The mainstream media story is: the FBI was narrowing in on this guy. Social worker Jean C. Duley told a grand jury that she has evidence that Ivins should be charged with five capital murders. Ivins committed suicide. All well and good. But I wonder: why’d he send those letters implicating Muslims in bioterrorism in September and October 2001?
He was a Roman Catholic, regularly attending church. After the 2004 election he wrote to his local newspaper expressing his “hope, joy and salvation of the resurrection” and sense that “[w]hether Americans like it or not, the results of the presidential election have propelled charismatic and evangelical Christians into new heights of political power.”
Some of the coverage dismisses him as a psychopath, and he had had problems in recent years at work requiring police intervention. But Ivins seems to have made a good impression on his neighbors, and to have been stable and uncontroversial in 2001. Why’d he do what he did, right after 9-11, when the nation was so vulnerable to panic and the vilification of selected groups? Why’d he pose as a radical Islamist, delivering anthrax along with the message ALLAH IS GREAT?

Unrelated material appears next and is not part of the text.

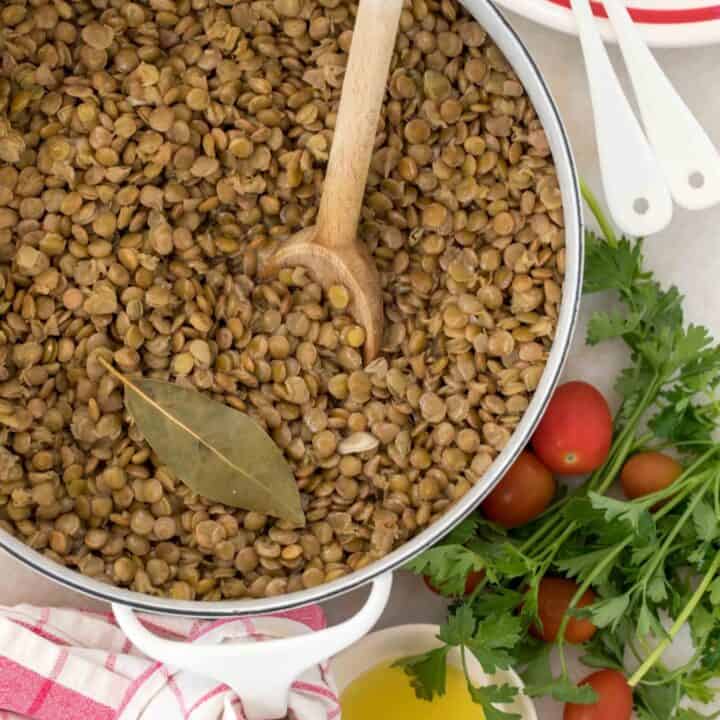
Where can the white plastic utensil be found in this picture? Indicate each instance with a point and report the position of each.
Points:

Obviously he wanted to spread fear of Islam, fear of those opposed in some way to Israel and the U.S. “By blood and faith,” he wrote in August 2006, in a letter to the editor disparaging a call for Muslim-Jewish dialogue, “Jews are God’s chosen, and have no need for ‘dialogue’ with any gentile. End of ‘dialogue.’” (Aug. 24, 2006) Maybe this was a Christian Zionist who felt the end justified the means, and felt that his technical expertise with anthrax allowed him to do God’s will against the Muslims on behalf of God’s Chosen People.
There is no question that the anthrax attacks and deaths helped generate fear and promote the case for war on Iraq–or for any war, on anyone targeted as seeking weapons of mass destruction. But will there ever be a thorough, credible investigation of Ivins’ actions and associations as he played his vital role?